[Question] D2KB - Removal of non-matching response before the evaluation

Hi, I would like to ask about the GERBIL-D2KB. I have read the paper, the task documentation (https://github.com/AKSW/gerbil/wiki/D2KB) and a related issue (https://github.com/AKSW/gerbil/issues/119) but am still uncertain whether the non-matching responses are counted as false positives or not.

Let's have an example. The golden standard is for mentions G=(a,b,d) The system returns queries for A=(a,b,c). Let's say the queries for a,b are correct by strong annotation matching.
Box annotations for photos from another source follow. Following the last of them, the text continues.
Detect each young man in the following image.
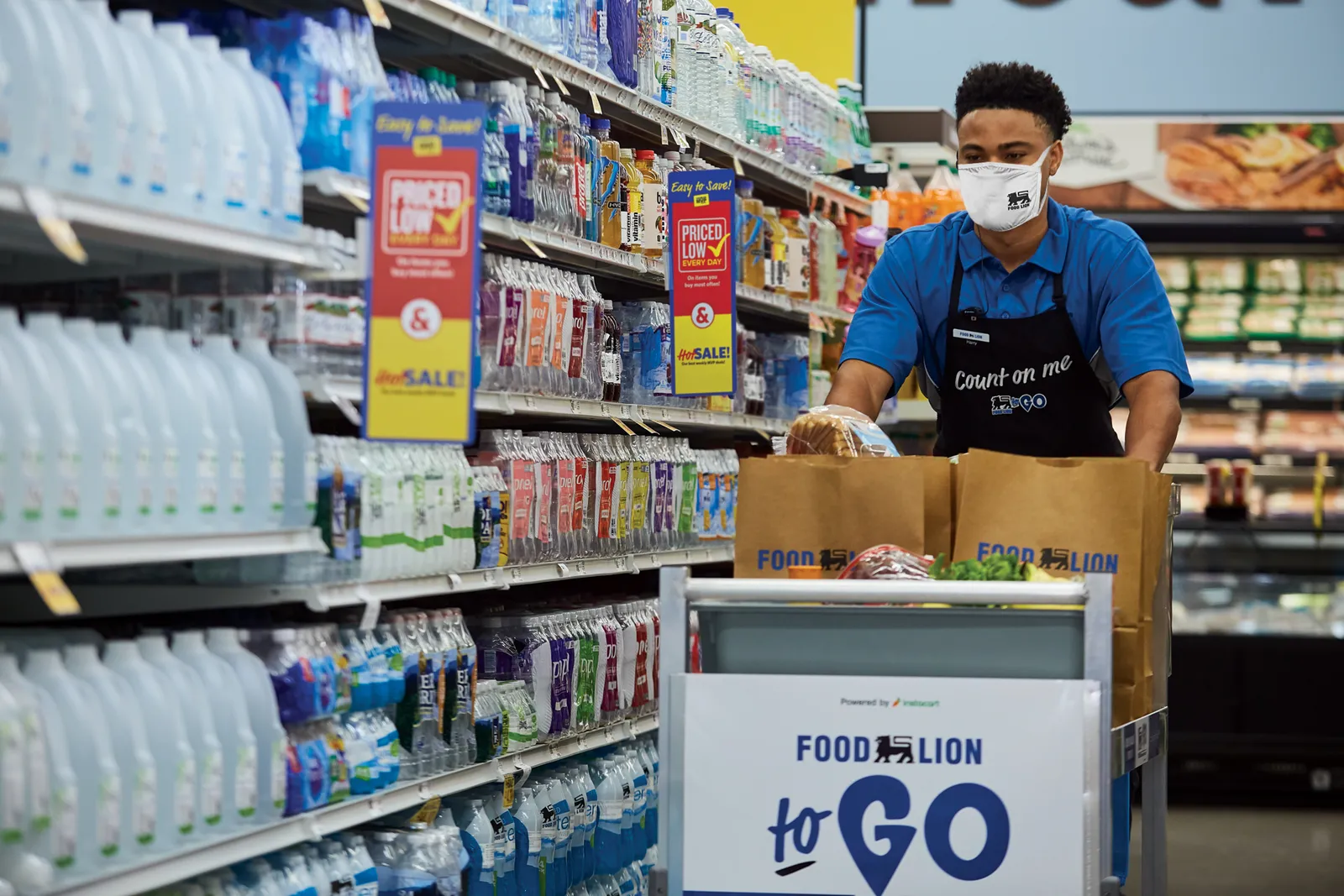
[827,62,1191,469]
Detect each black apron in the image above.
[934,253,1124,457]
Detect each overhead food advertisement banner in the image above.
[365,102,486,442]
[667,168,738,395]
[677,674,1109,896]
[1050,116,1344,211]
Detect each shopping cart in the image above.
[659,569,1168,896]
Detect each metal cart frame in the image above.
[654,569,1167,896]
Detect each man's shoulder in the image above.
[1059,204,1144,257]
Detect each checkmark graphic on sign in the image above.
[434,196,475,235]
[704,233,728,258]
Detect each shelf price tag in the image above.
[365,0,392,29]
[9,542,81,616]
[22,186,89,265]
[519,237,546,258]
[406,797,441,825]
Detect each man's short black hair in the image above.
[957,62,1074,139]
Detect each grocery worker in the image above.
[828,63,1192,468]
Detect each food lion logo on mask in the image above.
[990,392,1046,417]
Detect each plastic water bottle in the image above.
[27,312,121,535]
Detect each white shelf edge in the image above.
[376,0,871,215]
[47,716,659,896]
[0,528,325,575]
[312,542,732,610]
[300,376,789,435]
[0,183,339,270]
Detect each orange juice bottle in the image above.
[764,206,789,293]
[887,161,925,230]
[780,208,811,302]
[634,149,668,258]
[620,148,643,253]
[923,159,961,224]
[593,118,621,249]
[738,180,768,289]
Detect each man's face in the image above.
[957,109,1064,196]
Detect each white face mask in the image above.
[957,144,1053,231]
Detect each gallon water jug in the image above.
[136,634,224,833]
[130,327,219,532]
[23,650,121,872]
[65,643,159,858]
[27,312,121,536]
[172,631,258,831]
[65,317,155,533]
[103,641,197,849]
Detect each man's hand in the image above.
[1122,371,1180,470]
[827,358,892,421]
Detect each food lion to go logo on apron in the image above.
[381,170,475,255]
[676,217,732,273]
[990,392,1047,417]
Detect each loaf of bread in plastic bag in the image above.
[785,405,900,457]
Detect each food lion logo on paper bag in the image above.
[976,542,1120,574]
[381,170,475,255]
[676,217,732,273]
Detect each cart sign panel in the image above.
[365,102,486,442]
[683,674,1097,896]
[668,168,738,395]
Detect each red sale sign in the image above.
[365,103,486,442]
[668,170,738,395]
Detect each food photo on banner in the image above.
[363,102,486,443]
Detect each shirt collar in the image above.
[957,197,1068,274]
I know that c is removed by strong annotation matching. My question is whether c is counted as a false positive during the calculation of precision. When I read the task documentation, I thought c is not counted as a false positive as "all entities that do not exactly match one of the marked entities in the gold standard are removed from the response of the annotator BEFORE IT IS EVALUATED."

So there are two ways 1/if c is counted as false positive. Precision is 2/3=len([a,b])/len([a,b,c,]). Recall=2/3=len([a,b])/len([a,b,d]) 2/if c is not counted as false positive. Precision is 1=len([a,b])/len([a,b]). Recall=2/3=len([a,b])/len([a,b,d])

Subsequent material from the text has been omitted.